I love the sign posted over the doorway: "Dining car in opposite direction".

It looks like a sign from a passenger train advising passengers that they were going in the wrong direction, if they were looking for the dining car.

Having had the exasperation of walking through several cars and discovering it was all for naught. Then having to retrace one's steps dodging other passengers through a moving train, a sign like this would have been very helpful.

Ah!! To once again eat and sleep on a train is something I doubt I will ever again experience.

Love this!

I love this picture! My house is right on this rail-line.. looking at them right now out my office window as I type. Thanks for posting this picture!

Pinups

Several appear to be by Vargas, clipped from Esquire perhaps.

Pinups

Cover the era from late '20s to 1943 when the photograph was made. Especially cute is a charmer from about 1927 made like a little fan right under a young lady dressed in the styles of the day.

Snow in September

Unfortunately the gams of the reclining nude (not of the Amedeo Modigliani variety) obscure the snow related details of September 25, 1942. The attached weather map gives us a clue however. It appears as if a train from Chicago to Iowa would have been in the white stuff most of the way.
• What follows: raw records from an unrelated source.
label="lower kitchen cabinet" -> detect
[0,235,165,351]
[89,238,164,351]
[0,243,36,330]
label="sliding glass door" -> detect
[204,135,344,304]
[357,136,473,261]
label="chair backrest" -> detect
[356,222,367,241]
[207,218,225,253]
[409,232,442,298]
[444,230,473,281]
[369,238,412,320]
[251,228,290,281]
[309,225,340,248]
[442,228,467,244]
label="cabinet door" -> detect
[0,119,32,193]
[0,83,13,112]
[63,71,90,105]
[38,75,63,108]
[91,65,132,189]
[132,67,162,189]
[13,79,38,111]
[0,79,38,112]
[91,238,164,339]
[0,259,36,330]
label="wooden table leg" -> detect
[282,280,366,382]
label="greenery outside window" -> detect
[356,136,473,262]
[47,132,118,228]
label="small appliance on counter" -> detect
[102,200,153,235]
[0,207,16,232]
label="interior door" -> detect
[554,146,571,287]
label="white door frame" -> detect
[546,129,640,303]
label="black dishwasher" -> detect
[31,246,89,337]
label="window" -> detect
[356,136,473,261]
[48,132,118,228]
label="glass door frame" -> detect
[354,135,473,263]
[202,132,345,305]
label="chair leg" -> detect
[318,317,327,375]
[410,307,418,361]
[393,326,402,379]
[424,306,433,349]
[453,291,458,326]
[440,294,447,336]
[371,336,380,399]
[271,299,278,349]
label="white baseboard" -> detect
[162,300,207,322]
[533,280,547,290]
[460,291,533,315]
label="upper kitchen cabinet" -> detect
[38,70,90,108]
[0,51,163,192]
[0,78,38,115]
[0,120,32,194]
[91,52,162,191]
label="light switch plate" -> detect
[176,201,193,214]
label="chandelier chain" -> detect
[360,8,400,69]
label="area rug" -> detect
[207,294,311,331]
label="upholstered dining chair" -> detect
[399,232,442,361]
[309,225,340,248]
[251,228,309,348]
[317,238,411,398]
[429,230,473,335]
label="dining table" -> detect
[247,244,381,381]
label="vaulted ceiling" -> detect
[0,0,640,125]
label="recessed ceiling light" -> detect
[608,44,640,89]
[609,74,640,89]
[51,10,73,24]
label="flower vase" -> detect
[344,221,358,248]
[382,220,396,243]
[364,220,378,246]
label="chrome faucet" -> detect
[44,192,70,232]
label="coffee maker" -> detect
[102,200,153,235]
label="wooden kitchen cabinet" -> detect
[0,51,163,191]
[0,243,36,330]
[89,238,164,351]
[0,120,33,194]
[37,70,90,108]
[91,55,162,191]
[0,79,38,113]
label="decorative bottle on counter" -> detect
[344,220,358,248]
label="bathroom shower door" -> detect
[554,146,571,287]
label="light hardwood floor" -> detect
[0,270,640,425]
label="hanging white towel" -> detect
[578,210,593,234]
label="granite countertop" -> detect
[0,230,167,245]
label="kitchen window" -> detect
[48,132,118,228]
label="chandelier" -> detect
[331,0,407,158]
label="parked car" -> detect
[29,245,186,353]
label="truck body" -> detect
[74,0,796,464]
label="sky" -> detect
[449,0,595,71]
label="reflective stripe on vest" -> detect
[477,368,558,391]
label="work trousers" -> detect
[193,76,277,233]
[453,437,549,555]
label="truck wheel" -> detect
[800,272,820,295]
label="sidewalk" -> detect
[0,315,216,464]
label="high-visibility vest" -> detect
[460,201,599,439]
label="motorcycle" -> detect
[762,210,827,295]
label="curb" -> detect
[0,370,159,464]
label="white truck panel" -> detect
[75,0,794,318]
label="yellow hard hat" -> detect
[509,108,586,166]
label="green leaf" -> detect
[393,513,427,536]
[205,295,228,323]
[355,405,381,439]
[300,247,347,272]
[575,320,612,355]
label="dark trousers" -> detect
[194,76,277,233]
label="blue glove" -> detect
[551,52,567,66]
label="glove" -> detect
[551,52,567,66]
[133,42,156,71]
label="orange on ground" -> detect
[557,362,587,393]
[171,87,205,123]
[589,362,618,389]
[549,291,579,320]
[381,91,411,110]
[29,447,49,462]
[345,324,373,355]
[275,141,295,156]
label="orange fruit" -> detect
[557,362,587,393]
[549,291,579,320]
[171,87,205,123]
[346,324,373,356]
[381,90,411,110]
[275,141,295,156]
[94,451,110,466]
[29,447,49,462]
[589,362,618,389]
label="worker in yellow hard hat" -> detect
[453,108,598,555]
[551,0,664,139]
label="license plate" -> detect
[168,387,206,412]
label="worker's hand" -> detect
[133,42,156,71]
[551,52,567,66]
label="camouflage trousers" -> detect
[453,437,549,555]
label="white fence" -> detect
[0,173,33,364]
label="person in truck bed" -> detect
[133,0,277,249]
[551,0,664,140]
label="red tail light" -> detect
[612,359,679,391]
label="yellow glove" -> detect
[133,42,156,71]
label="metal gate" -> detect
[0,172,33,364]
The calendar features a historic trio of the famed CNW 400 locomotive fleet; Chicago to St. Paul, Minnesota---400 miles in 400 minutes.

Humble chapeaux

Stormy Kromer cap on his head, another hanging on the wall. I bet they loved theirs as much as I do mine.

September 25

I'm guessing that says "1st snow 9-25 5pm." Do you suppose it was common for train crews to record the first snow of the season?